In a two-time measurement one determines specific properties of a physical system at two successive moments of time. The measurement outcomes may be sampled in the same manner they are sampled in the single-time measurements. Probabilities are then still determined by the limits of relative frequencies. We may still employ the rules of quantum theory to associate a probability to each possible measurement outcome. The problem is that the quantum mechanical probability `measure' for two-time histories does not satisfy the additivity property of probabilities. On the other hand, relative frequencies are always additive, since they are constructed by counting specific and indivisible physical events.

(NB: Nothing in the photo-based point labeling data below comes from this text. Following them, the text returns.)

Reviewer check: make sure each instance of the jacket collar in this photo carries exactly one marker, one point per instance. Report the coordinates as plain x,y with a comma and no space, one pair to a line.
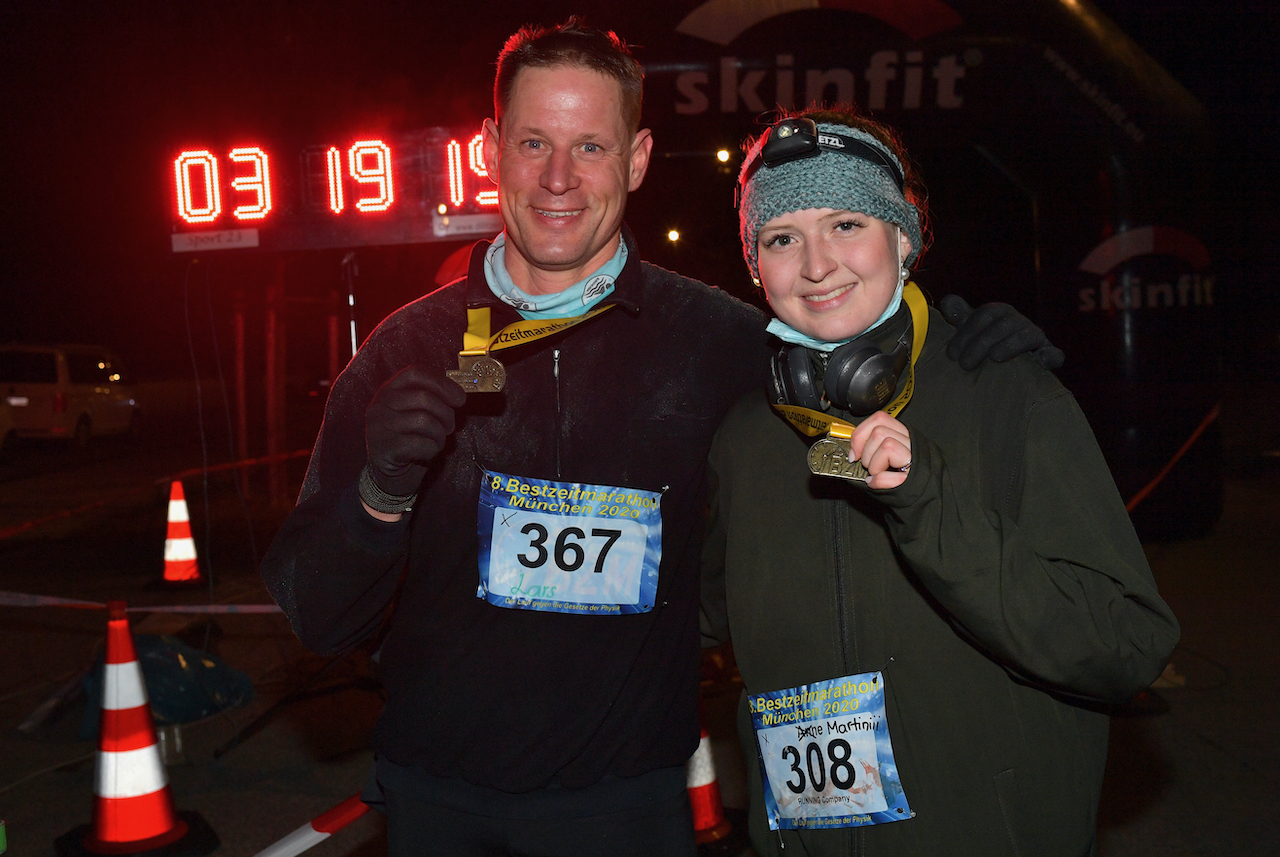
626,290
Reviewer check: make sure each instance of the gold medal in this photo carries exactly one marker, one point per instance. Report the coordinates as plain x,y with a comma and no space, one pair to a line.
830,457
478,374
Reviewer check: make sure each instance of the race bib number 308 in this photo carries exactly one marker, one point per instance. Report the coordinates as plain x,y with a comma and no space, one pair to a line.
826,755
567,546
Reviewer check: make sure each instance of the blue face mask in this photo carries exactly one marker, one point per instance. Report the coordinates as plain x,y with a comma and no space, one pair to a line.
575,301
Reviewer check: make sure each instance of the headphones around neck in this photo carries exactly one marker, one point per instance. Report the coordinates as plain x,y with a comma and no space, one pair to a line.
859,377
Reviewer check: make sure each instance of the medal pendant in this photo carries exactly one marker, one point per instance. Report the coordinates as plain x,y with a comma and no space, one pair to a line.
830,457
478,374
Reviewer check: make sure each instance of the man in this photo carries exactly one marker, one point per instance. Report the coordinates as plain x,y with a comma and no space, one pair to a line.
534,551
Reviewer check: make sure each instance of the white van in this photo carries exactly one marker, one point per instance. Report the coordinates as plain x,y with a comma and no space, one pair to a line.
67,392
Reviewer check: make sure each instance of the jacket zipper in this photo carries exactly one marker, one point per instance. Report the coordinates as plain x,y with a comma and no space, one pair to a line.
556,375
848,640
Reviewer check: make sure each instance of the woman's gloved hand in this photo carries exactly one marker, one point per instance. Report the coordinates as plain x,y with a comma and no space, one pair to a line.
995,331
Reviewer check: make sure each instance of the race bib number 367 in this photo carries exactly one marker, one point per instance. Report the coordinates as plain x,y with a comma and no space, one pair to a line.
567,546
826,755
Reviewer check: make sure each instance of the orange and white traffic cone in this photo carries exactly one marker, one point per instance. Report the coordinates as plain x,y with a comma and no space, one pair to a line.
179,548
704,797
132,803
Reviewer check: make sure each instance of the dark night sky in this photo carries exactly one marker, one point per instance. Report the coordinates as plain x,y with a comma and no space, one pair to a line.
96,96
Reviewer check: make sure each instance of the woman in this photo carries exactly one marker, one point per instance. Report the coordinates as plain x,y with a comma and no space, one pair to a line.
932,609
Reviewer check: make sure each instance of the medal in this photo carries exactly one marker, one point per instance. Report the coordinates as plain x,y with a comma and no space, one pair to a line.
830,457
478,374
476,371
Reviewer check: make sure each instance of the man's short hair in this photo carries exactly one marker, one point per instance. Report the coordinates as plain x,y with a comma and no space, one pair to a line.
570,44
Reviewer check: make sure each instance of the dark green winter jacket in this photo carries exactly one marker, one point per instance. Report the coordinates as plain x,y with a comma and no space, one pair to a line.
1001,589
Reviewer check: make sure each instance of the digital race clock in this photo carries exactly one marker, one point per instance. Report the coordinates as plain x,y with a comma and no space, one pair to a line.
420,186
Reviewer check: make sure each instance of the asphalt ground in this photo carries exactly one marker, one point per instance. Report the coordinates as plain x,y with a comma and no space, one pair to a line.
1194,765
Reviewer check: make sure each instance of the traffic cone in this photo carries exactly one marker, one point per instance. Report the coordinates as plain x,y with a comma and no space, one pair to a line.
704,797
179,548
132,803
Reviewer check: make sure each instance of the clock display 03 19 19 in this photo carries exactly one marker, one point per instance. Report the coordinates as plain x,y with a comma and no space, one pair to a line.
411,187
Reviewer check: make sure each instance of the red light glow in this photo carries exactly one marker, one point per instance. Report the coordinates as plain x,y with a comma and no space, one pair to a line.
476,150
380,173
213,204
259,183
455,156
336,202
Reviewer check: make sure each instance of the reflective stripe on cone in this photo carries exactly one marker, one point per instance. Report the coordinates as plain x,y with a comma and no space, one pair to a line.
704,797
132,803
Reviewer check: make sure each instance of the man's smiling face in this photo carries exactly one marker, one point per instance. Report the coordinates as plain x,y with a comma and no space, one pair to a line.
565,161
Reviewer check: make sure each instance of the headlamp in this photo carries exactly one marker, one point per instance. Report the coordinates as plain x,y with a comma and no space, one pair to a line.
799,137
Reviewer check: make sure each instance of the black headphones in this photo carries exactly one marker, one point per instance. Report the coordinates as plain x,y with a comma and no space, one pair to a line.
859,376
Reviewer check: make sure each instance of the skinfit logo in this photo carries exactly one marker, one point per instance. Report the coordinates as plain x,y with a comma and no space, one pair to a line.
1130,292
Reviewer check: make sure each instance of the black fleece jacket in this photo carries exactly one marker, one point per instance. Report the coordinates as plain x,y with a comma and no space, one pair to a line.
507,699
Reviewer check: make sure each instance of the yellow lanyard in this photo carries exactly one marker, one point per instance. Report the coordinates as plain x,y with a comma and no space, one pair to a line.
476,339
814,422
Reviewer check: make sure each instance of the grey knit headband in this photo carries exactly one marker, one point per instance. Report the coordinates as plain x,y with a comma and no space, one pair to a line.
830,180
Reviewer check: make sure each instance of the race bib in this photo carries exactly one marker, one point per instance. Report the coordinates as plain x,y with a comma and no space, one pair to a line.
567,546
826,755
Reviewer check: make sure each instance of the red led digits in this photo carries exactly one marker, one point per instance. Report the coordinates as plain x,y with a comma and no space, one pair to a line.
213,202
259,183
334,160
380,173
455,159
475,157
476,149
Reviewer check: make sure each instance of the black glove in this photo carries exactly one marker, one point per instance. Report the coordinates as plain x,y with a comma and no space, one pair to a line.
995,331
406,426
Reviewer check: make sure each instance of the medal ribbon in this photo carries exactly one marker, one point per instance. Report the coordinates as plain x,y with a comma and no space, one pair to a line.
476,339
814,422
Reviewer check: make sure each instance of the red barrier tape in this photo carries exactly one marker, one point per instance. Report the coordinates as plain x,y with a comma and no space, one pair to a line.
1151,486
67,513
24,600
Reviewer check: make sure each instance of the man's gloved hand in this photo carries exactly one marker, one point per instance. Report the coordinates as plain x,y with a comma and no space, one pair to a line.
995,331
406,426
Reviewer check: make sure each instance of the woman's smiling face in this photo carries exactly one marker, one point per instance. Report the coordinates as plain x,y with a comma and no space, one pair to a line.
830,274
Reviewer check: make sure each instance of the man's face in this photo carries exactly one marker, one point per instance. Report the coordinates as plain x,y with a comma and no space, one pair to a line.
565,163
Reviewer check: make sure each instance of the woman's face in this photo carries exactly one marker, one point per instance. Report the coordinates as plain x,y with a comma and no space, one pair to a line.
830,274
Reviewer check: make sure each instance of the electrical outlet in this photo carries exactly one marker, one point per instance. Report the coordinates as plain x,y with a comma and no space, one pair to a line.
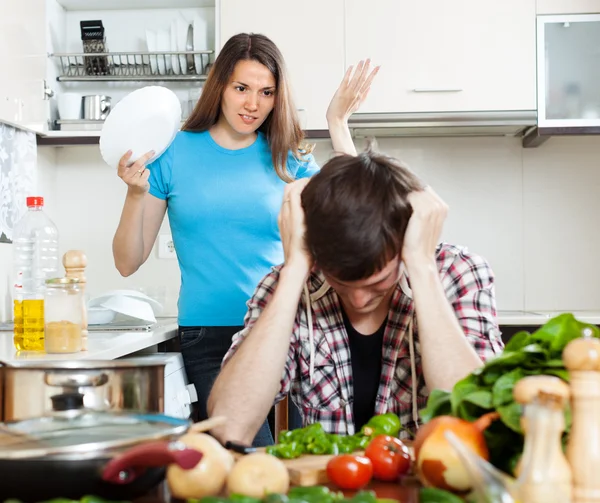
166,248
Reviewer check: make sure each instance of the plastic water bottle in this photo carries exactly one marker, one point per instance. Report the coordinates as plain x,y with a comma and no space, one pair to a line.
35,248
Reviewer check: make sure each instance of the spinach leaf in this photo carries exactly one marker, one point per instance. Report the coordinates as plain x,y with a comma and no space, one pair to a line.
510,415
432,495
438,404
461,389
481,397
503,388
518,341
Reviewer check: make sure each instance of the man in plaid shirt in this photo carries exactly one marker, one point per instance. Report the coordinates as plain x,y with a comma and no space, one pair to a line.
335,326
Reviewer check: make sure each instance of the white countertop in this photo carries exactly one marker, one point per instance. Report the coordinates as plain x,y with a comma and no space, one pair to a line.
101,345
540,317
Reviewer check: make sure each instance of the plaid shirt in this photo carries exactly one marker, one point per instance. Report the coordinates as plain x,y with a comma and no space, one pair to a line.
469,285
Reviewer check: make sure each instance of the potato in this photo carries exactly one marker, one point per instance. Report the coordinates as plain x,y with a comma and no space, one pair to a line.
258,474
208,477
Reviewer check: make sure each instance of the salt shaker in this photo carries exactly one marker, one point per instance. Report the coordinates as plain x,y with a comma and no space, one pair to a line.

We next proceed to resolve this conflict. A physical theory must explain the observed phenomena—namely the frequencies of measured events. If these frequencies define probabilities, we have to accept that the conventional rule for probabilities of two-time measurements fails. We show that the derivation of this rule employs the concept of conditional probability in a rather ambiguous way. We address this problem and define thereby additive probabilities for two-time measurements. But the new probability assignment depends explicitly on the resolution of the physical device. The probabilities assigned to a specific sample set of measurements depend, therefore, on the physical characteristics of the apparatus and they are not a function of the associated projection operators. Projection operators cannot represent events universally. It follows that the YES–NO experiments [2] cannot reconstruct all probabilistic aspects of a physical system, and for this reason the outcomes of two-time experiments cannot be represented by any form of quantum logic.

The alternative is rather radical, but cannot be a priori rejected. It is conceivable that the relative frequencies for the two-time measurements do not converge (see [3] for a relevant interpretation of quantum probability). In that case, probabilities can only be defined for two-time events that satisfy a consistency condition—the same condition that appears in the consistent histories interpretation of quantum theory [4], [5], [6], [7], [8]. The failure of the frequencies to converge is eventually due to the interference between the two alternatives. This alternative explanation implies, of course, that one would need an all-new reformulation of quantum theory.

It is important to emphasise that the two possible resolutions of our problem may be empirically distinguished. It is possible—in theory and we believe in practice too—to design experiments that will determine whether the relative frequencies of two-time events converge or not. Either way, such experiments would shed much light in many counter-intuitive aspects of quantum probability.